Warning Signs That Someone Is Being Bullied
There are a number of indicators that a person is a victim of bullying or a perpetrator of bullying. Taking action against bullying begins with recognizing the warning signs. There are some children who are being bullied or who are bullying others but do not seek help.
Talking to kids who show indicators of bullying or bullying others is critical. It is possible that these warning indicators may also hint to other concerns or disorders, such as depression or substance abuse. Observe the child and look for signs of change. Be mindful that not all children who are being bullied show the same indicators of bullying.
Here are some telltale indications of a bullying problem:
- Injuries that don’t make sense
- The loss or destruction of their possessions
- Frequent headaches, nausea, or making up a sickness and other signs of stress.
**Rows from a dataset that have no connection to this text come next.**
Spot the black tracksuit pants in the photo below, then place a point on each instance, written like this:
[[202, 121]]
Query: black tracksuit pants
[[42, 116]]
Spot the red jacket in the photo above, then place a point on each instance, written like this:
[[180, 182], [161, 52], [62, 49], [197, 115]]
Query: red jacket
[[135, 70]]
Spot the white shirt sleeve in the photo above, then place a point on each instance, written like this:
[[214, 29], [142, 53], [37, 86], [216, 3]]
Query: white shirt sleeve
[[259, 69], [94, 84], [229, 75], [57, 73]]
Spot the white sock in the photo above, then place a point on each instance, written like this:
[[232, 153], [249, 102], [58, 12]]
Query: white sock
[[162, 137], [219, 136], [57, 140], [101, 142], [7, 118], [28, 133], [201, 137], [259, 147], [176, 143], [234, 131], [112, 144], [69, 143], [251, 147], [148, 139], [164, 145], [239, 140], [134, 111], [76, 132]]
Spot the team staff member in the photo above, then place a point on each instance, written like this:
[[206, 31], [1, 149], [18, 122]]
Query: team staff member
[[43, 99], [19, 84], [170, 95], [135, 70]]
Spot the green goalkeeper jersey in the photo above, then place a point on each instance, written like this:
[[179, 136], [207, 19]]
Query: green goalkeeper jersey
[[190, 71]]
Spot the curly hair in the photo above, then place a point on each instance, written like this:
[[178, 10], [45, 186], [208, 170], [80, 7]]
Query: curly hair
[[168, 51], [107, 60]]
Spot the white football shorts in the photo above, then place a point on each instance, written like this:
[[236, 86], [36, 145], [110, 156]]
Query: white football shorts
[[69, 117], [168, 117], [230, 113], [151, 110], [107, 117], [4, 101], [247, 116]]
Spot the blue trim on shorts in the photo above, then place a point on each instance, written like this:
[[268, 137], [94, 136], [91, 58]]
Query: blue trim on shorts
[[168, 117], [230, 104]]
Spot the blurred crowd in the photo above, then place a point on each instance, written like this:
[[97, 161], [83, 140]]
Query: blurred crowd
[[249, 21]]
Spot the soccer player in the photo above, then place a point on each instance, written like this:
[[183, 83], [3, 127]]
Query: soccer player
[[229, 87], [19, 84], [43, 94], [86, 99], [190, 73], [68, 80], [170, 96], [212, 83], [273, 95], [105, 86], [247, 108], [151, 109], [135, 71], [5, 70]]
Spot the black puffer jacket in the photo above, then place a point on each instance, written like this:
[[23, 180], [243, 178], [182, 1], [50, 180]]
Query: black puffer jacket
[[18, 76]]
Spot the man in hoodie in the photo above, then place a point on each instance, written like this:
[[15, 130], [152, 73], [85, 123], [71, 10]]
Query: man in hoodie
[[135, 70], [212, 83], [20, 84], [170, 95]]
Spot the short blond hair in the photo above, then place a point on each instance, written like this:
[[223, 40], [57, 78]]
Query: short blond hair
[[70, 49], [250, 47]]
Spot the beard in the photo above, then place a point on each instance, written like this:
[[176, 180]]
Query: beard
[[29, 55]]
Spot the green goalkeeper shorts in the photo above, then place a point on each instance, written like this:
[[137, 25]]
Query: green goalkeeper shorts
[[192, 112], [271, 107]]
- Skipping meals or going on eating binges are examples of dietary changes.
- Nightmares or difficulty sleeping
- Gradually worsening grades, a lack of enthusiasm in academics, or a desire to avoid school altogether
- Loss of friends or a general aversion to social interaction
- Low self-esteem or feelings of powerlessness
- Talking about suicide or engaging in self-destructive actions such as running away from home and injuring themselves
Effects Of Bullying
Bullying affects everyone—the harassed, the bullies, and those who see it. Bullying has been related to poor mental health, substance abuse, and suicide, which is why it’s crucial to talk to kids about bullying and other issues.
Bullied children might suffer from physical, emotional, intellectual, and mental health concerns. Bullied kids are more prone to:
- Anxiety, depression, changes in sleep and eating habits, and lack of interest in previously enjoyed activities. These difficulties may last a lifetime.
- Health issues
- Lower GPA, standardized test results, and school involvement. They may also be more likely to not attend school or drop out.